= Sampson Yuen =

Hong Kong film producer

Sampson Yuen Choi-Hin (袁再显; born 1958) is a Hong-Kong producer and director who has worked in Hong Kong, Singapore and Malaysia. He is best known for directing Who is the Winner (1993), Petaling Street Warriors (2011), Million Loves In Me (2017) and producing Ah Long Pte Ltd (2008).

Beginning from 2009, Yuen is the CEO of Juita Entertainment which specializes in the production of Chinese films. The company is a subsidiary of Juita Viden Media, largest television content distribution company in Malaysia.

Starting out in Hong Kong with TVB & ATV, he worked in the Hong Kong media scene for 15 years, where he directed Who Is The Winner (1993) before moving to Singapore and jointly setting up SPH MediaWorks which won the awards Broadcaster of the Year and Terrestrial Channel of the Year in 2002.
For a decade he worked in Singapore and was involved with television series, notably The Unbeatables II (Star Awards for Best Drama Serial nominee, 1997) for TCS, From the Medical Files 2 (Star Awards for Best Drama Serial nominee, 1999) for MediaCorp Studios, Cash Is King for Channel U, Tonight I Will Tell - Murder by Love.

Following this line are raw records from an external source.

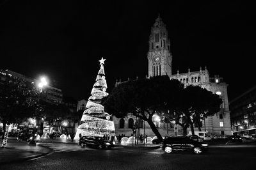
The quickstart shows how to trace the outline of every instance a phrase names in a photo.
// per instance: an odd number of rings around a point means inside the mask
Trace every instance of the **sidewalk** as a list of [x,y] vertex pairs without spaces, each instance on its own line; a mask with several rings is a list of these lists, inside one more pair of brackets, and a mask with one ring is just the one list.
[[54,151],[51,148],[35,144],[29,145],[27,143],[18,143],[12,139],[8,142],[6,148],[0,148],[0,165],[37,158]]

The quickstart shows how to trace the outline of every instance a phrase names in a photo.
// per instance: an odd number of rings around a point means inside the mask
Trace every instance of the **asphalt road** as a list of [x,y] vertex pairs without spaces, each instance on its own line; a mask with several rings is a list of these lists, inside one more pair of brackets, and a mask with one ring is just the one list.
[[241,170],[256,167],[255,144],[211,146],[207,153],[202,155],[186,152],[167,154],[161,148],[120,147],[100,150],[61,144],[49,147],[56,151],[51,155],[0,166],[0,169]]

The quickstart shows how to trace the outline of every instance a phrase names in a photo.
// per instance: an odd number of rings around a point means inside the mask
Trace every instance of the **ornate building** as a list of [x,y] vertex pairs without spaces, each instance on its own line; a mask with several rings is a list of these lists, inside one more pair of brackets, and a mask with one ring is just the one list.
[[[200,68],[199,71],[191,72],[188,69],[187,73],[180,73],[179,70],[177,74],[172,74],[172,55],[170,52],[170,42],[168,38],[168,32],[165,24],[163,22],[159,16],[151,28],[151,34],[149,38],[149,50],[148,52],[148,74],[149,77],[168,75],[170,79],[179,80],[184,84],[185,87],[188,85],[200,86],[209,91],[216,93],[222,98],[223,104],[220,106],[220,111],[215,115],[208,117],[202,121],[202,130],[215,135],[231,135],[231,125],[230,111],[228,108],[228,100],[227,95],[227,86],[223,82],[223,78],[218,75],[210,77],[209,71],[206,66],[204,70]],[[121,81],[116,82],[118,86]],[[116,133],[131,134],[131,124],[136,121],[136,118],[127,116],[122,119],[114,120]],[[130,125],[131,124],[131,125]],[[142,125],[143,124],[143,125]],[[147,122],[140,123],[141,128],[145,128],[145,133],[148,136],[154,136],[150,127]],[[172,123],[157,123],[156,126],[159,128],[162,135],[182,134],[182,129],[179,126],[173,125]],[[195,130],[198,130],[195,127]],[[144,129],[141,130],[143,134]]]

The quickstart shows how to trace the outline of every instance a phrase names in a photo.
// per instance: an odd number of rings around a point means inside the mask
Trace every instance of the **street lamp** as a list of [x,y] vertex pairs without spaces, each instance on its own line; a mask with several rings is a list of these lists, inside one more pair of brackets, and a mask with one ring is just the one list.
[[244,123],[246,123],[246,128],[248,128],[248,120],[244,120]]
[[47,85],[48,83],[47,83],[47,81],[46,81],[45,77],[42,77],[40,81],[41,81],[41,82],[38,83],[38,87],[40,88],[41,88],[40,89],[40,92],[42,93],[42,92],[43,92],[44,86]]

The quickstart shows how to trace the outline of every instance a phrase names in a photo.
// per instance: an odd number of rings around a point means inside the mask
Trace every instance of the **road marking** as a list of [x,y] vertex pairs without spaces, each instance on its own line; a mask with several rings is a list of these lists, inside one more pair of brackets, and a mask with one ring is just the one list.
[[157,152],[157,151],[150,151],[148,153],[154,153],[154,154],[163,154],[163,153],[161,152]]
[[74,145],[58,145],[56,144],[37,144],[38,146],[46,146],[52,149],[55,152],[67,152],[73,151],[84,151],[95,150],[93,148],[81,148],[78,146]]

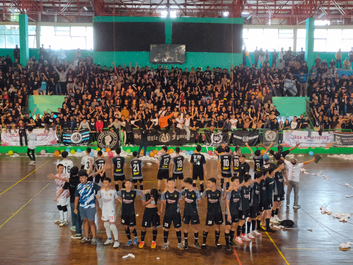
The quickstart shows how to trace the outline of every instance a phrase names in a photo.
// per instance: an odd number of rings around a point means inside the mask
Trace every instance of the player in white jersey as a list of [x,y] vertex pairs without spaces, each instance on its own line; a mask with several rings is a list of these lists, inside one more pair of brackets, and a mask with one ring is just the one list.
[[93,178],[92,176],[93,163],[94,163],[94,158],[90,155],[92,149],[90,147],[87,147],[86,149],[86,155],[81,159],[81,169],[85,169],[87,171],[88,174],[88,181],[93,181]]
[[96,197],[97,199],[101,197],[103,202],[101,219],[104,221],[104,227],[108,237],[104,244],[107,245],[113,243],[113,233],[115,240],[113,247],[116,248],[120,245],[118,240],[118,229],[115,225],[115,199],[117,198],[118,194],[117,191],[111,186],[111,183],[112,179],[110,178],[104,178],[103,180],[103,186],[98,191]]
[[61,156],[64,158],[60,162],[58,162],[57,164],[61,164],[64,166],[63,173],[66,175],[70,175],[70,170],[74,167],[74,163],[72,161],[67,159],[68,153],[66,151],[64,151],[61,153]]

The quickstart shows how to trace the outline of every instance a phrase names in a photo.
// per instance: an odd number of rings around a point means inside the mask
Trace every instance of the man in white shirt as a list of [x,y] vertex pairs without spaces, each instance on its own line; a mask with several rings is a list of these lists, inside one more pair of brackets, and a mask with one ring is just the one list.
[[289,204],[291,198],[291,193],[292,190],[294,188],[294,205],[293,208],[299,209],[301,206],[298,204],[298,201],[299,200],[299,174],[300,174],[300,169],[309,163],[314,161],[314,158],[306,161],[304,163],[298,163],[297,159],[292,159],[291,161],[286,160],[283,157],[280,158],[284,161],[286,165],[288,168],[288,181],[287,184],[288,185],[287,192],[287,207],[289,207]]

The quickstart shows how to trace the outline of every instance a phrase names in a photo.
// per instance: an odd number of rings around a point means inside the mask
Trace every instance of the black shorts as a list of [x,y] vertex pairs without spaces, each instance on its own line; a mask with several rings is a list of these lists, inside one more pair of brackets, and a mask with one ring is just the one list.
[[159,170],[158,173],[157,174],[157,179],[162,180],[162,179],[168,179],[169,178],[169,170]]
[[227,220],[228,215],[226,214],[224,216],[224,218],[226,219],[226,225],[231,225],[233,223],[237,223],[239,222],[239,216],[238,216],[237,214],[232,214],[231,215],[231,217],[232,220],[230,221],[231,222],[229,222]]
[[223,178],[230,178],[232,177],[232,174],[231,173],[221,173],[221,175],[223,177]]
[[175,213],[173,215],[164,215],[163,219],[163,227],[169,229],[171,227],[171,222],[173,222],[174,228],[182,227],[182,216],[180,213]]
[[197,178],[201,181],[204,179],[204,177],[203,176],[203,172],[202,173],[192,173],[192,179],[193,180],[197,180]]
[[179,179],[180,180],[184,179],[184,174],[182,173],[181,174],[176,174],[175,173],[173,173],[172,178],[175,180],[176,180],[178,179]]
[[253,207],[250,206],[250,215],[249,217],[251,218],[256,218],[260,215],[260,207],[259,206]]
[[152,226],[158,226],[161,223],[160,218],[158,215],[158,209],[157,207],[145,208],[144,217],[142,218],[142,227],[150,227],[151,223]]
[[121,224],[134,226],[136,225],[136,216],[133,215],[121,215]]
[[114,175],[114,181],[124,181],[125,179],[125,175],[122,175],[120,176],[115,176]]
[[245,220],[250,216],[250,210],[239,211],[239,219],[240,220]]
[[281,202],[285,200],[285,194],[282,193],[278,195],[273,195],[273,202]]
[[211,214],[207,213],[206,215],[206,223],[205,224],[208,226],[211,226],[215,224],[222,224],[223,223],[223,215],[222,212],[216,214]]
[[185,224],[189,224],[191,221],[191,224],[198,224],[200,223],[200,218],[198,214],[194,214],[193,215],[189,215],[184,214],[183,216],[183,222]]

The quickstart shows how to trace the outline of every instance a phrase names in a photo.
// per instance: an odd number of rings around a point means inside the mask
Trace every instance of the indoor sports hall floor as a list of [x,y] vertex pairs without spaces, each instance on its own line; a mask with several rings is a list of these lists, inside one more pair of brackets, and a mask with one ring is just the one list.
[[[250,159],[250,155],[246,155]],[[79,167],[81,158],[69,157]],[[298,157],[300,162],[311,158],[307,155]],[[323,175],[339,183],[353,185],[353,163],[339,158],[323,155],[318,164],[306,166],[310,173],[323,172]],[[346,223],[326,214],[322,214],[320,207],[324,206],[333,213],[353,212],[353,189],[348,188],[322,177],[301,174],[299,204],[302,208],[294,210],[291,207],[281,209],[281,219],[293,220],[296,229],[281,230],[275,234],[262,233],[262,236],[251,242],[244,243],[227,251],[224,247],[218,249],[214,245],[214,229],[211,228],[207,238],[207,248],[197,250],[193,247],[193,231],[189,230],[191,247],[187,250],[176,248],[176,238],[173,228],[169,232],[169,248],[161,250],[163,228],[158,228],[157,247],[150,248],[152,231],[148,230],[144,249],[137,246],[126,247],[127,238],[120,224],[120,204],[117,205],[117,227],[121,245],[113,249],[112,245],[104,246],[107,235],[100,220],[100,211],[97,210],[97,246],[81,244],[72,240],[70,224],[59,227],[54,224],[58,212],[56,203],[54,181],[48,180],[49,173],[55,173],[57,158],[37,156],[37,165],[28,165],[29,159],[20,154],[19,157],[0,155],[0,264],[352,264],[353,250],[343,252],[339,245],[347,241],[353,242],[352,218]],[[110,162],[110,158],[107,158]],[[131,157],[127,160],[128,162]],[[216,160],[207,161],[208,176],[217,175]],[[143,169],[145,189],[156,187],[157,164]],[[184,172],[189,176],[189,165],[187,161]],[[253,162],[250,162],[252,169]],[[127,176],[130,169],[126,171]],[[108,175],[110,171],[109,172]],[[252,173],[253,175],[253,173]],[[179,187],[180,188],[180,187]],[[293,202],[293,195],[292,195]],[[224,203],[223,203],[224,204]],[[139,238],[144,208],[140,201],[136,201],[136,212]],[[199,242],[202,243],[206,202],[199,206],[201,222]],[[182,213],[183,212],[182,206]],[[224,206],[222,207],[224,209]],[[69,212],[70,210],[69,210]],[[69,214],[69,220],[70,220]],[[224,225],[222,226],[220,242],[225,244]],[[135,257],[122,259],[129,253]],[[159,258],[158,259],[157,258]]]

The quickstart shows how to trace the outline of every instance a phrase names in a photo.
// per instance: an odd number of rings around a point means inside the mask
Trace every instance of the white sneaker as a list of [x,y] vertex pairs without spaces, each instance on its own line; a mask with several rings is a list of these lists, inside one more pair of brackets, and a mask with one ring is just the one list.
[[248,238],[250,238],[251,239],[254,239],[254,238],[255,238],[255,237],[254,236],[253,236],[253,235],[252,235],[251,233],[248,234],[248,235],[246,235],[246,236],[248,236]]
[[254,231],[252,231],[251,233],[252,235],[257,237],[260,237],[261,235],[261,233],[259,233],[259,231],[257,230],[254,230]]
[[109,245],[110,243],[113,243],[113,240],[111,239],[108,239],[107,240],[107,241],[104,242],[103,245]]
[[275,218],[274,217],[271,217],[270,222],[271,222],[271,223],[278,223],[278,221],[277,220],[276,220],[276,218]]

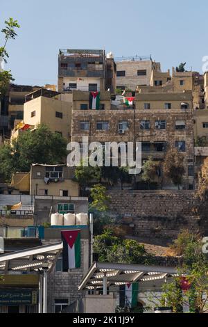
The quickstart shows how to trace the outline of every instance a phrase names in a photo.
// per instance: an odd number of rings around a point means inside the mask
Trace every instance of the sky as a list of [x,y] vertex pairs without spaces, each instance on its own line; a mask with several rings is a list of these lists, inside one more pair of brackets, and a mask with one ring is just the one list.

In 2007 Sampson moved to Malaysia and executive produced Ah Long Pte Ltd which took SG$5 million at combined box offices of Malaysia & Singapore making it the highest grossing Chinese movie in the country. Then he produced The Wedding Game in 2009.

He also produced two period dramas; Age of Glory (780,000 viewers on NTV7, 2008) and The Iron Lady (900,000 viewers on ntv7, 2009) – both being the highest rated shows for ntv7's Hong belt and contributing to a 53% share of Chinese audience for the channel. In 2010, The Iron Lady received five awards in Malaysia first Golden Awards, including Best Drama, Most Popular Drama, Best Actress, Best Supporting Actress and Best Drama Theme Song. Afterwards he produced A Time to Embrace (8TV) and All Within Four Seas (Astro HHD) and The Descendant (NTV7).

In 2011 Yuen co-directed and produced through Juita Entertainment Petaling Street Warriors, the first period kung fu comedy to be produced locally in Malaysia and Singapore.

In 2017 Sampson Yuen directed the Hong-Kong-Malaysian drama film Million Loves In Me, based on a headline case in Hong Kong.